Larry Morris, a former all-pro linebacker for the Chicago Bears, died Dec. 19 at a nursing facility in Austell, Ga. He was 79.
His wife said he had complications from dementia. The death was first reported by the Atlanta Journal-Constitution.
Mr. Morris began his NFL career with the Los Angeles Rams in 1955 before joining the Bears in 1959. He was an all-pro in 1963, the same year he was named most valuable player in the NFL championship game, in which the Bears defeated the New York Giants, 14-10. He retired in 1966 after one season with the Atlanta Falcons.
A native of Atlanta, Mr. Morris starred at Georgia Tech in the 1950s and helped the Yellow Jackets win a national championship in 1952.
In his 50s, Mr. Morris began to show signs of dementia, which medical experts believed was related to his football career. His family asked that his brain be donated to a Boston University research study on the effects of head trauma and degenerative brain disease among football players.

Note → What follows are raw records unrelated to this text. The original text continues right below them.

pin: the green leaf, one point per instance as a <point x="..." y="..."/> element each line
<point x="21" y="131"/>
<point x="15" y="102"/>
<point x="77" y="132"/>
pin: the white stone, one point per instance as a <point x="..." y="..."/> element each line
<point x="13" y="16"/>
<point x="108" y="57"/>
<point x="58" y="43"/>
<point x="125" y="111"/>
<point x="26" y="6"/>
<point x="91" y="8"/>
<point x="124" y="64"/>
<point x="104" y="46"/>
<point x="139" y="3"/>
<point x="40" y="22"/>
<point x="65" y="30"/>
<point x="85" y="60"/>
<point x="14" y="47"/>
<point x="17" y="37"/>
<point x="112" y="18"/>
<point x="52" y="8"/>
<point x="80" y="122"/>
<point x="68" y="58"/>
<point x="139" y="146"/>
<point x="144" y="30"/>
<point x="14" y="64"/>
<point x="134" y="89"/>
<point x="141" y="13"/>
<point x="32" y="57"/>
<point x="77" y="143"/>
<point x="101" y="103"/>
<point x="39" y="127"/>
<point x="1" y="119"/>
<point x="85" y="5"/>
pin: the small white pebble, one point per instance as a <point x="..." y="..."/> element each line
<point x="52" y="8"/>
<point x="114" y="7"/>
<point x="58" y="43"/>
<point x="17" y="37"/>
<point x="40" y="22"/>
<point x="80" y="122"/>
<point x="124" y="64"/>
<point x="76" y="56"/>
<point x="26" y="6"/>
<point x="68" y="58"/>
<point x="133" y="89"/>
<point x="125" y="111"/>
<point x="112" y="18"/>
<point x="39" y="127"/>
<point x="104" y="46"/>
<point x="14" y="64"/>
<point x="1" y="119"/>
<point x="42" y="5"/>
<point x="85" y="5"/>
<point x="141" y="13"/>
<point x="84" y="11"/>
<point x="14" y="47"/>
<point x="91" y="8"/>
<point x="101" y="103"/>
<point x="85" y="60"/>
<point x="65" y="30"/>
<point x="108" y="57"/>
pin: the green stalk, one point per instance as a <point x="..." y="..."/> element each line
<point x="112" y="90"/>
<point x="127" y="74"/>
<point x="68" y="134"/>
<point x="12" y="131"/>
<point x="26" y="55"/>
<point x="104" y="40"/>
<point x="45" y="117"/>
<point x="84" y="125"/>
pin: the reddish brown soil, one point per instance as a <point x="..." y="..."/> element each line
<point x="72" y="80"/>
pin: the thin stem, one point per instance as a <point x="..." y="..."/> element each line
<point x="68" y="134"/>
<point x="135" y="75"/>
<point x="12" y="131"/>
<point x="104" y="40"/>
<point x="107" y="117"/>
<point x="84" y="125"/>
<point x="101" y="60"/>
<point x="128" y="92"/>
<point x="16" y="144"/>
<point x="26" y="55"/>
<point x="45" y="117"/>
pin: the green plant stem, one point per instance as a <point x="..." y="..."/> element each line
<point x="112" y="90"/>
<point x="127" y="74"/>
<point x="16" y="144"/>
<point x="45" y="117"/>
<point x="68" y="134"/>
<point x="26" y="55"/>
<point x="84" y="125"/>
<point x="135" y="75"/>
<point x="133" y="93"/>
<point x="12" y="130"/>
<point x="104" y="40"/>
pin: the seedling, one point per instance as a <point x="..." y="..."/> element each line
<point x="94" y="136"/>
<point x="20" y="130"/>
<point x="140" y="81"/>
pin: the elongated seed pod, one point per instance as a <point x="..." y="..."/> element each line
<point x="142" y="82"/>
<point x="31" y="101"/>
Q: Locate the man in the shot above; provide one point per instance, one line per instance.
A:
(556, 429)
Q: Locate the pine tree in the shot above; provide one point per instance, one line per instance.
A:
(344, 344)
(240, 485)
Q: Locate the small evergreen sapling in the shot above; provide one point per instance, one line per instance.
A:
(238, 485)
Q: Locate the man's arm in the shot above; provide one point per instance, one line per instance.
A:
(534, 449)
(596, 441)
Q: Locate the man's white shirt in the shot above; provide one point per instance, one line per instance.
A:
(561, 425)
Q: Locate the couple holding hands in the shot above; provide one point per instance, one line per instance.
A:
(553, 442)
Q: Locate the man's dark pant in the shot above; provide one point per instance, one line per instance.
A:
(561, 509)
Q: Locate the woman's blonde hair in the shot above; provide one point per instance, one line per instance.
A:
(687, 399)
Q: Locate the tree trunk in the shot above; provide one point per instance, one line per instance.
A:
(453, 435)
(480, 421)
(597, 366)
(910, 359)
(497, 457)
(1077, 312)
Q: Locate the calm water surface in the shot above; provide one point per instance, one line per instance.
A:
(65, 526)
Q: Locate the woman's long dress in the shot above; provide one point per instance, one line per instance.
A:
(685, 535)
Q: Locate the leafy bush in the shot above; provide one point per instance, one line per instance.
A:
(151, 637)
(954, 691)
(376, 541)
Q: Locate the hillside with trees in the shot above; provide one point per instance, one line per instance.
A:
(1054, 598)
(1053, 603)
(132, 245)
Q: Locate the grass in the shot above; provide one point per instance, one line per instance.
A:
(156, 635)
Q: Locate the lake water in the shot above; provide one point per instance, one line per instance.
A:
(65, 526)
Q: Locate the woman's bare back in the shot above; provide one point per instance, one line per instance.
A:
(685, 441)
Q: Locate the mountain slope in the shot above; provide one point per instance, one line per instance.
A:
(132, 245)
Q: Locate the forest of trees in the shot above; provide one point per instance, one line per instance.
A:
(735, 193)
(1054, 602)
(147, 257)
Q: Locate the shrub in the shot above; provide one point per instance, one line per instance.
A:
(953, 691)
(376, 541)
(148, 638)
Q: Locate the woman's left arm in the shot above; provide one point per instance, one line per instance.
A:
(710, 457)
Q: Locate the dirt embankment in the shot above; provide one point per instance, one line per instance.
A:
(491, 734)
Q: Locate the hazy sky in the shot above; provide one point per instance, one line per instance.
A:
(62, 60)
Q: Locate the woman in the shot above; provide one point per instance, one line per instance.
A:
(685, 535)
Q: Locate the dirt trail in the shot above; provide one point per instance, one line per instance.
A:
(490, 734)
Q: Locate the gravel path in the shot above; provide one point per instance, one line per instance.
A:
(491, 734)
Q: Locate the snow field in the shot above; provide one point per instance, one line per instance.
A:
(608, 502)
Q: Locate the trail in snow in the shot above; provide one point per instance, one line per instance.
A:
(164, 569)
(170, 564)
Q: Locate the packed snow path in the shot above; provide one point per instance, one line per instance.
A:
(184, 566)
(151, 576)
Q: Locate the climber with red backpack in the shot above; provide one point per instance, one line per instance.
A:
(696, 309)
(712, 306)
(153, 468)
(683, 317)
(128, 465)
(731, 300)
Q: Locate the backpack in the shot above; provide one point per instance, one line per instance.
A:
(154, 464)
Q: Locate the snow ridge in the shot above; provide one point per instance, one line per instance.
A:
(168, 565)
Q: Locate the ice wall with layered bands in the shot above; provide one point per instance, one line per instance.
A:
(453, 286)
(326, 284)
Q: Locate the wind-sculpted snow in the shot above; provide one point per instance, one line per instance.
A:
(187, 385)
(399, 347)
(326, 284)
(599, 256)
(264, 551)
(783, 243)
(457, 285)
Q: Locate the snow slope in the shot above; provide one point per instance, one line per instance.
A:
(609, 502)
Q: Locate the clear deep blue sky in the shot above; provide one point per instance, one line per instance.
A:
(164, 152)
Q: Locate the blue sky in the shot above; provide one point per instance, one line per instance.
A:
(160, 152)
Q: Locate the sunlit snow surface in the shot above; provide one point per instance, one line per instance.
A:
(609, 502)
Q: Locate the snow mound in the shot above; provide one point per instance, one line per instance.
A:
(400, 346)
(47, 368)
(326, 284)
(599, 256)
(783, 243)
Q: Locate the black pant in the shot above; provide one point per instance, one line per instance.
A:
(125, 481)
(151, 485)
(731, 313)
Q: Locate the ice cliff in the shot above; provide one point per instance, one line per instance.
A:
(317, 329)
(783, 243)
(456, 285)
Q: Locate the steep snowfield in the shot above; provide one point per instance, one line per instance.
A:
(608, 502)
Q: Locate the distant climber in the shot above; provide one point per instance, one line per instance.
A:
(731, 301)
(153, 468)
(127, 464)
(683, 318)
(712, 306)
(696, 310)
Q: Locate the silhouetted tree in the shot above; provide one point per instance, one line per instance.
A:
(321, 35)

Brad Corbett, 75, who owned the Texas Rangers baseball team from 1974 to 1980 and was known for a penchant for firing his managers, died Dec. 24 at his home in Fort Worth. His daughter, Pamela Corbett Murrin, confirmed his death to the Associated Press but did not disclose a cause.
Under Mr. Corbett, the Rangers had six managers in six years, including four in 1977. The team finished second in the American League West three times when Mr. Corbett was owner.
Mr. Corbett acquired his wealth in the plastics business as the head of a company that sold plastic pipes for industrial use.